John 10:10 says that there is an evil side of life that just wants to rob you of anything that will bring you joy but that Jesus existed and died so that we could experience a life of abundance. You might have always heard that this includes the good times, yes, but we cannot forget the bad ones, too. What about the healing and the joy that comes after all of that? Why do we never hear of that? It is not as if our lives go from happy to sad to joy to tragedy. There is the ending step that we tend to forget and that is the joy that Jesus brings when He heals us.

In this house I have experienced the joy that comes with God using you to share your story with Jesus to a sophomore girl on the bathroom floor. I have felt the pain and despair of the absences of my father. I have a first-hand knowledge of what is it like to be humbled and have someone call you out on your wrongdoing.

In this house I have seen God move in lives and change hearts. This is where I thought I would always return, to a place where I have experienced that God is moving and changing lives.

So tonight I’m hurting because what else can you do when everything you thought your life was headed for has suddenly fizzled out in front of your own eyes? You lament and you cry.

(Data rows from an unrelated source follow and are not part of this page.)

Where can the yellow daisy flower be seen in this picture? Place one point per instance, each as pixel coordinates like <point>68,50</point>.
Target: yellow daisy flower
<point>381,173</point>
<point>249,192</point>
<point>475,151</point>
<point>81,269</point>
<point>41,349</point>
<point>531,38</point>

I lament, crying out to God in confusion and despair for a future that will no longer happen, for the time that I feel was wasted but I know was not. I mourn because an era in my life is coming to an end—not a chapter, but an era. I mourn for the goodbyes that will have to be said to these students who have become a part of my story: my freshman girls who are no longer freshman girls but will always have that title and place in my life; my small groups that I shared my heart and laughter with on every possible occasion. I cry because it hurts; deep down to the core of my being this is painful. I cry because that is the rawest way I know of to express the grief I feel because God has once again shown me that I am not Him, and I cannot control my life. I can only wait and follow where He takes me.

Now I wait for the season of healing to begin because after the healing comes the joy of new beginnings and that’s the only promise I can cling to right now.